Sept. 7, 2010 — -- The Great Lakes states are taking the ongoing war against an unlikely invader -- Asian carp -- to a new front: a federal court room.
Attorneys from Michigan, Ohio, Pennsylvania, Wisconsin and Minnesota are expected to argue in court today to convince the federal government to have the U.S. Army Corps of Engineers barricade the locks on the only shipping channels between the Mississippi and Lake Michigan -- hoping to lock out the carp.
"If they get in here, it would just wreak havoc on these jewels we call the Great Lakes," John Rogner, assistant director of Illinois Department of Natural Resources, told "Good Morning America."
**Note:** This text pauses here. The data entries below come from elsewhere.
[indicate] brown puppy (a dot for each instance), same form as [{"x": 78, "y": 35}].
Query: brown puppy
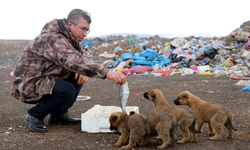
[
  {"x": 216, "y": 116},
  {"x": 185, "y": 117},
  {"x": 133, "y": 127},
  {"x": 163, "y": 124}
]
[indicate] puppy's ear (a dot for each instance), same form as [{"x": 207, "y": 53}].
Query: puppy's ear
[
  {"x": 113, "y": 117},
  {"x": 153, "y": 95}
]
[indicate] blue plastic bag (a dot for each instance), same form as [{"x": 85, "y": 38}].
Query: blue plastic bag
[{"x": 247, "y": 88}]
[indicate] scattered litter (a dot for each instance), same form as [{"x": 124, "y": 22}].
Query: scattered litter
[{"x": 83, "y": 98}]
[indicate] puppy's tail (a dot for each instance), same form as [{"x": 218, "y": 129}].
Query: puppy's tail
[
  {"x": 131, "y": 113},
  {"x": 229, "y": 123},
  {"x": 192, "y": 127}
]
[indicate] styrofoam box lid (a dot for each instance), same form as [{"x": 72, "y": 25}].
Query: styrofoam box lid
[
  {"x": 203, "y": 68},
  {"x": 96, "y": 119}
]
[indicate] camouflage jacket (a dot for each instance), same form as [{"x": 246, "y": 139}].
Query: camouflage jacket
[{"x": 54, "y": 54}]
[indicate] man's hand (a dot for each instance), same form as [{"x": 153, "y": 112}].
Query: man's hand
[
  {"x": 118, "y": 77},
  {"x": 81, "y": 78}
]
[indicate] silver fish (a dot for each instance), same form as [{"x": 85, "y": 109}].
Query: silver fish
[{"x": 124, "y": 94}]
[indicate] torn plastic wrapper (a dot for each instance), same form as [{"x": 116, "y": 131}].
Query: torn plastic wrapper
[{"x": 124, "y": 94}]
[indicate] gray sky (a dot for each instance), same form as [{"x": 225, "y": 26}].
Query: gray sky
[{"x": 24, "y": 19}]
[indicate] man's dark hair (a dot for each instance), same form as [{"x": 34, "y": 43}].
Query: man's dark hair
[{"x": 76, "y": 14}]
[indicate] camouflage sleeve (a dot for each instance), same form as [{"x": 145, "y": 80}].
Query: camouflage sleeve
[{"x": 63, "y": 54}]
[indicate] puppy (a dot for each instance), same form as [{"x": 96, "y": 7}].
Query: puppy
[
  {"x": 133, "y": 128},
  {"x": 163, "y": 124},
  {"x": 216, "y": 116},
  {"x": 185, "y": 117}
]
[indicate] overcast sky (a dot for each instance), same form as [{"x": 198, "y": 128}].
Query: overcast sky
[{"x": 24, "y": 19}]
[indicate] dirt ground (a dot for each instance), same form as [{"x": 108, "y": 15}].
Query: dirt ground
[{"x": 15, "y": 134}]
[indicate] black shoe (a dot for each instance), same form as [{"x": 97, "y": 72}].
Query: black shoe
[
  {"x": 35, "y": 124},
  {"x": 63, "y": 119}
]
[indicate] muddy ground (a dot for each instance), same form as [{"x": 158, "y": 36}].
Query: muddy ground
[{"x": 15, "y": 134}]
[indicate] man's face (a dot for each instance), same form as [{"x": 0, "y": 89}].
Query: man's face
[{"x": 77, "y": 32}]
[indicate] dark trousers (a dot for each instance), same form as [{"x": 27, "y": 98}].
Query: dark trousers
[{"x": 63, "y": 97}]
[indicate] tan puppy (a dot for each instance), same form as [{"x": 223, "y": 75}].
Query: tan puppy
[
  {"x": 163, "y": 124},
  {"x": 216, "y": 116},
  {"x": 133, "y": 127},
  {"x": 185, "y": 117}
]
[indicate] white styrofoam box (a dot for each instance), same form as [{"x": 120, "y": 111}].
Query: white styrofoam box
[
  {"x": 96, "y": 119},
  {"x": 203, "y": 68}
]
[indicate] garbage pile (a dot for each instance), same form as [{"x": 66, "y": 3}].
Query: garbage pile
[{"x": 219, "y": 56}]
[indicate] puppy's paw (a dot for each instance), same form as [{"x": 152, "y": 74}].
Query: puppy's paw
[
  {"x": 212, "y": 139},
  {"x": 126, "y": 147},
  {"x": 160, "y": 147}
]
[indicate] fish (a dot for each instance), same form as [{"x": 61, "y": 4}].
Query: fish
[{"x": 124, "y": 94}]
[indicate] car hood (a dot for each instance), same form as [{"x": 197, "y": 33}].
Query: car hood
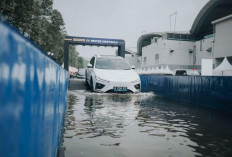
[{"x": 116, "y": 75}]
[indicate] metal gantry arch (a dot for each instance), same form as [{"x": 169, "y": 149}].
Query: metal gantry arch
[{"x": 91, "y": 41}]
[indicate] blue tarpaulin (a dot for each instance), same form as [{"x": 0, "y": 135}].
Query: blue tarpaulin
[{"x": 32, "y": 97}]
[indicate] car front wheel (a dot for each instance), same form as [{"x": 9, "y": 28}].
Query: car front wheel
[{"x": 91, "y": 85}]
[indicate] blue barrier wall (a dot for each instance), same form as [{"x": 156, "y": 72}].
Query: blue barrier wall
[
  {"x": 209, "y": 91},
  {"x": 32, "y": 98}
]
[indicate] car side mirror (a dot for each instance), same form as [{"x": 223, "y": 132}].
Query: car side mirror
[{"x": 89, "y": 65}]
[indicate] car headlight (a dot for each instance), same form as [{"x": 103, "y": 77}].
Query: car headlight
[
  {"x": 135, "y": 81},
  {"x": 100, "y": 79}
]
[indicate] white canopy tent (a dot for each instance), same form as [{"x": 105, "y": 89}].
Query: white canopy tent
[{"x": 224, "y": 69}]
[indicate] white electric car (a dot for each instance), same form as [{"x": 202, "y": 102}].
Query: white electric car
[{"x": 112, "y": 74}]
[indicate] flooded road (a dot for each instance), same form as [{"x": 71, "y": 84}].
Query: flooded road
[{"x": 135, "y": 125}]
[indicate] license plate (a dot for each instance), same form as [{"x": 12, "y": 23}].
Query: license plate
[{"x": 120, "y": 89}]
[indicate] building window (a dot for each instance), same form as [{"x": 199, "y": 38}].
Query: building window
[
  {"x": 201, "y": 46},
  {"x": 156, "y": 58},
  {"x": 144, "y": 60}
]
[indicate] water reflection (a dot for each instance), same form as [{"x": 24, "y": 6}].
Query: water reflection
[{"x": 143, "y": 125}]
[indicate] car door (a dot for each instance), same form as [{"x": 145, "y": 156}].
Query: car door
[{"x": 89, "y": 70}]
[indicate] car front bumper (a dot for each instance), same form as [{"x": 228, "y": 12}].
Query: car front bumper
[{"x": 103, "y": 86}]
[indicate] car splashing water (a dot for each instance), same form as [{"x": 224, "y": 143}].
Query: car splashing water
[{"x": 135, "y": 125}]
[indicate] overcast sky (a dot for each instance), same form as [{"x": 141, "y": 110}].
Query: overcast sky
[{"x": 124, "y": 19}]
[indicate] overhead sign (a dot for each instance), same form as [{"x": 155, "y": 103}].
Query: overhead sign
[
  {"x": 94, "y": 41},
  {"x": 91, "y": 41}
]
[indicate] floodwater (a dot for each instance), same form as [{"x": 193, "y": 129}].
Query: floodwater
[{"x": 142, "y": 125}]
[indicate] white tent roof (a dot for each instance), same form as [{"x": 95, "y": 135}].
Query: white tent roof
[{"x": 225, "y": 66}]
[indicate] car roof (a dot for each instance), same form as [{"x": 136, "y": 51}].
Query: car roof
[{"x": 109, "y": 56}]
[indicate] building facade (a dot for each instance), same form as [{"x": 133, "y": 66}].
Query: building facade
[{"x": 209, "y": 38}]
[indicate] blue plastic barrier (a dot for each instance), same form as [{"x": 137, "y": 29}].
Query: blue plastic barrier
[
  {"x": 33, "y": 92},
  {"x": 215, "y": 92}
]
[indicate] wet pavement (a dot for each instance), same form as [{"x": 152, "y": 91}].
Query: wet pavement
[{"x": 135, "y": 125}]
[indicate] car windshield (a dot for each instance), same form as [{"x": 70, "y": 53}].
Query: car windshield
[
  {"x": 112, "y": 64},
  {"x": 81, "y": 71}
]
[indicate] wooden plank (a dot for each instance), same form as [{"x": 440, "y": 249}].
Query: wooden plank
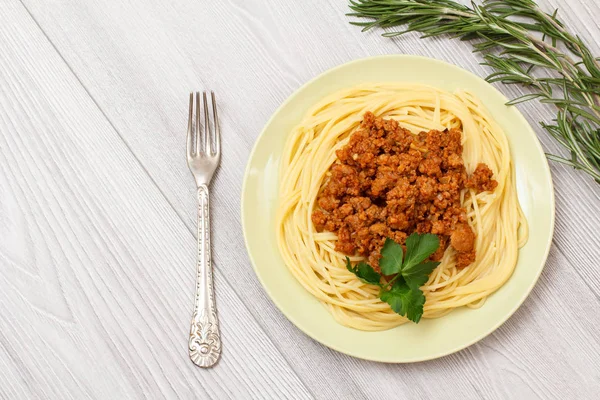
[
  {"x": 98, "y": 271},
  {"x": 138, "y": 59}
]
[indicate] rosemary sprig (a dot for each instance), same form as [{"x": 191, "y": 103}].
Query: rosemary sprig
[{"x": 523, "y": 45}]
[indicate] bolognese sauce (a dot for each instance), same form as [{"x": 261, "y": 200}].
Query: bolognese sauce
[{"x": 389, "y": 183}]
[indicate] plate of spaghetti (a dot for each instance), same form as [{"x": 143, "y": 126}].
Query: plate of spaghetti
[{"x": 395, "y": 209}]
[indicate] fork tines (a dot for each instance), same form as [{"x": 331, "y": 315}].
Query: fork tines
[{"x": 207, "y": 141}]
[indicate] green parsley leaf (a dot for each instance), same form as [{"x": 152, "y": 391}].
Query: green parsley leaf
[
  {"x": 364, "y": 272},
  {"x": 391, "y": 257},
  {"x": 418, "y": 248},
  {"x": 417, "y": 275},
  {"x": 405, "y": 300}
]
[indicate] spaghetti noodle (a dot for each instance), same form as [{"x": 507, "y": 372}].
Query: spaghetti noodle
[{"x": 495, "y": 217}]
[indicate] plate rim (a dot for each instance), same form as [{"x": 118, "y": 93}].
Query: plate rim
[{"x": 333, "y": 346}]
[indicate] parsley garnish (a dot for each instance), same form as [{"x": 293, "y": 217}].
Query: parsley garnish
[{"x": 406, "y": 273}]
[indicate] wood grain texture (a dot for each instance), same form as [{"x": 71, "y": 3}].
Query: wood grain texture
[{"x": 97, "y": 211}]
The spread of the fish threatens the $7 billion a year fishing industry there. The fish spawn three times a year and consume 40 percent of their body weight in food every day, often choking the local ecosystem.
But nearly a hundred businesses depend on the open waterways and owners argue that such a measure could ruin them.
"What they're talking about is shutting down the avenue to get any business up here," said Jacque Kindra, who owns a small tug boat company with her husband John. "There is no way to survive that. They're closing the path that all our business comes from."
Efforts to stop the carp have included an electrical barrier, but those other states feel that won't be enough.
The bottom feeders were imported from China decades ago to help Southern fish hatcheries. But floodwaters washed them into the Mississippi River where the population exploded and sent the scaly swimmers upsteam to Illinois.
Now, they're threatening to break their way into the Great Lakes.